Cubit, from the series Chromodynamics (2011)
John Wheeler (1911-2008) was a theoretical physicist who for most of his career worked at Princeton University. He collaborated with Niels Bohr and Albert Einstein. His graduate students included legendary figures Hugh Everett and Richard Feynman, amongst others. He personally coined the terms black hole, quantum foam, and wormhole.
In his recently published book, The Hidden Reality, Brian Green, a physics professor at Columbia University, describes a conversation that he had with John Wheeler in 1998: “I asked him what he thought the dominant theme in physics would be in the decades going forward…He put his head down, as if his aging frame had grown weary of supporting such a massive intellect. But now the length of his silence left me wondering, briefly,whether he didn’t want to answer or whether, perhaps, he had forgotten the question. He then slowly looked up and said a single word: Information.”

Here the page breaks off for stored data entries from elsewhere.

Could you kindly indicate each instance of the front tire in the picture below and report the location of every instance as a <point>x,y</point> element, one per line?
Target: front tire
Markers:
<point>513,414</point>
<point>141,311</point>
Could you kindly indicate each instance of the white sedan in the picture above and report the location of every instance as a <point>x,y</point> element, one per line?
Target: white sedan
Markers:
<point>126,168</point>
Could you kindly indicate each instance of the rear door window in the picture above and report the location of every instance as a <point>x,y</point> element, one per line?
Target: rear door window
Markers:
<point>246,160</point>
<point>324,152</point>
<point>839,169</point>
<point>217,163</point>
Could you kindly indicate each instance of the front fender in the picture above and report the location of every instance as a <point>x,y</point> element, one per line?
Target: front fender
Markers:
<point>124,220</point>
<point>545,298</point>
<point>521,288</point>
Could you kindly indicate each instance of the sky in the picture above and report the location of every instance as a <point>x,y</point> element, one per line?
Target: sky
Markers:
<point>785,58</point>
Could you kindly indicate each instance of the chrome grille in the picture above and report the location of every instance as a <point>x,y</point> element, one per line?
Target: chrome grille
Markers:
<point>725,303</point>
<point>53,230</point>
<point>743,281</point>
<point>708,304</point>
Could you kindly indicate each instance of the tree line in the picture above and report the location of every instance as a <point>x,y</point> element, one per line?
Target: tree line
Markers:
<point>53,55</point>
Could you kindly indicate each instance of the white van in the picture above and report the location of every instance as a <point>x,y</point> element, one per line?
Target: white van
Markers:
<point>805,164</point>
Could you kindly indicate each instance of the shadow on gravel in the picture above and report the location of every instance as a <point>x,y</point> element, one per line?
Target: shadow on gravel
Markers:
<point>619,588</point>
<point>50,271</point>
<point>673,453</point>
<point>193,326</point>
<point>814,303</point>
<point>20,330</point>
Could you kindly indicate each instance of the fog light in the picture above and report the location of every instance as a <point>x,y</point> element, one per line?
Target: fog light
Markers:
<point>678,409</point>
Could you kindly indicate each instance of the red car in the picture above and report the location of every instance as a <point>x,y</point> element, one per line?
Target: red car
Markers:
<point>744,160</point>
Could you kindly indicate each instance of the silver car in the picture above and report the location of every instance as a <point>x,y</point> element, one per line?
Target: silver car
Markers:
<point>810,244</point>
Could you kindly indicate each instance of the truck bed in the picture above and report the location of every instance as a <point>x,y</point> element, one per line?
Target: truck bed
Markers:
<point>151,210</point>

Wheeler was suggesting that the things we experience continuously, matter and radiation, are secondary manifestations of a more abstract and fundamental entity: information. Wheeler was not suggesting that matter and radiation are illusory, rather that they are material manifestations of something more basic. (Parallels with Plato’s teachings are stunning!)
With Peter Gray, early next year, we will be having a large installation of site-specific art works, at the Lubeznik Center for the Arts, in Michigan City, Indiana. Appropriately, the title of the exhibit will be: Informatika.
In many European languages informatika means informatics, which in turn means information science.